After all, each business decides how much fraud loss is acceptable for the various products they offer, the specific customers they target, their choice of fraud prevention tools, the orchestration waterfall logic they implement and the coverage and accuracy of each tool in their toolbox. With varying levels of risk assurance across products, there has been no easy or consistent way to manage fraud losses between businesses—or even across different lines of business within the same institution.

That’s where machine learning and artificial intelligence play a critical role, enabling fraud loss insurers to price and underwrite a business’ fraud loss exposure while assessing expected losses in real time. As financial institutions accept or reject customers, whether for new accounts or transactions, these advanced technologies help refine risk evaluation.

Fraud loss insurance, a growing category within property and casualty insurance, is supported by partnerships with leading AM Best A+ rated insurers. With a streamlined digital claims process, policyholders typically receive payouts in under 30 days, helping insured institutions improve margins, cash flow and capital ratios.

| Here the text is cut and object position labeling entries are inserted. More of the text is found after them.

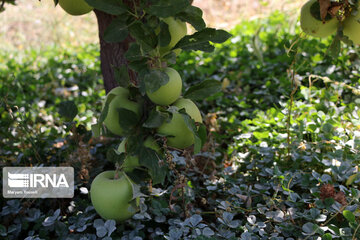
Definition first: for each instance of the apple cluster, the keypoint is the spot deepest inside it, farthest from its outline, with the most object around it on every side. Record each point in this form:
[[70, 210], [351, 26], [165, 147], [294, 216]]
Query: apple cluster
[[312, 24]]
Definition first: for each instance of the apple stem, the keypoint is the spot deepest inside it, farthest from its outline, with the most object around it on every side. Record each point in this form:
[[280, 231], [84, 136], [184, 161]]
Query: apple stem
[[116, 175]]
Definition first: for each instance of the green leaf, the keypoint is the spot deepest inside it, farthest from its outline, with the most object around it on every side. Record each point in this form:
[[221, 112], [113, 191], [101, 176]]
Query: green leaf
[[326, 236], [95, 128], [113, 156], [144, 36], [349, 216], [3, 231], [122, 76], [203, 90], [193, 15], [155, 119], [68, 110], [154, 79], [105, 110], [328, 128], [134, 52], [150, 159], [166, 8], [335, 48], [190, 123], [113, 7], [127, 119], [202, 134], [201, 40], [116, 31], [261, 135], [164, 35], [170, 58], [136, 189]]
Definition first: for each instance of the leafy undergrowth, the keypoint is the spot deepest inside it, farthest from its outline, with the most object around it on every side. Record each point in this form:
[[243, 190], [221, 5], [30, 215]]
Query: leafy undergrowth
[[281, 162]]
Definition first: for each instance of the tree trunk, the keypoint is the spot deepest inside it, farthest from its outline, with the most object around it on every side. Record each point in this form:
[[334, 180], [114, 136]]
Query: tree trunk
[[111, 54]]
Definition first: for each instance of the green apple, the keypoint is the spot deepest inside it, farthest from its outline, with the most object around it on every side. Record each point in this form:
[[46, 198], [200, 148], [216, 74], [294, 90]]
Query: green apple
[[119, 101], [75, 7], [112, 198], [190, 108], [177, 31], [179, 134], [131, 162], [314, 26], [352, 27], [168, 93]]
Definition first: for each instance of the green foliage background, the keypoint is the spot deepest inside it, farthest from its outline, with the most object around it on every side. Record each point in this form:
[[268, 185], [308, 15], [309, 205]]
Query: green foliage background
[[250, 187]]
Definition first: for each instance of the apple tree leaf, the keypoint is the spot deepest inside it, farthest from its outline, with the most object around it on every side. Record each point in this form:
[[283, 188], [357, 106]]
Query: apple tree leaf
[[193, 15], [121, 76], [203, 90], [166, 8], [164, 35], [117, 30], [113, 7], [190, 123], [144, 35], [150, 159], [153, 79], [96, 128], [113, 156], [68, 110], [155, 119], [201, 40]]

Adding Fraud Loss Insurance To Your Risk Playbook

Adding fraud loss insurance is easy for banks and financial institutions looking to shore up their risk playbook this year. It starts with a quick coverage needs assessment by a fraud loss provider or through the institution’s own insurance broker to get a preliminary non-binding quote for the amount of fraud losses that will be shifted off the institution’s books, factoring in desired growth.

Organizations should consider factors such as their aggregate loss and per-incident limits relative to their current fraud losses, integration requirements with existing systems and whether their fraud profile aligns with available insurance products.

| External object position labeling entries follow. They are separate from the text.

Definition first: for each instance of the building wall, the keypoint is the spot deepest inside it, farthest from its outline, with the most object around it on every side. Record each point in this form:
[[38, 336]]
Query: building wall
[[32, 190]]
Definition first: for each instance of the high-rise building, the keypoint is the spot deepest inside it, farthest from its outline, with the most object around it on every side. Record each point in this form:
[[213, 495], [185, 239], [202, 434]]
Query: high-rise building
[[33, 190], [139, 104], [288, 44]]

Once approved, the provider will underwrite the fraud loss insurance policy, using historical data for AI analysis. If everything looks good, the financial institution will receive an insurance policy and a service agreement, along with instructions for setting up the technology.

How Does the Future Look?

As identity fraud continues to be a risk that banks and financial institutions manage daily, it’s paramount that these organizations look for solutions rooted in advanced technologies and adaptive strategies. AI-driven fraud detection and predictive analytics are transforming how banks and financial institutions identify and mitigate risks. These tools can help banks more proactively protect themselves and their customers at the point of customer acquisition and help organizations stay ahead of ever-changing regulations.

Looking ahead, the synergy between fraud loss management and insurance will be enhanced. Organizations that implement a layered defense strategy—combining advanced detection tools, predictive analytics and comprehensive fraud loss insurance—will be better equipped to navigate the upcoming risk environment with improved capital rations, margins and top-line growth.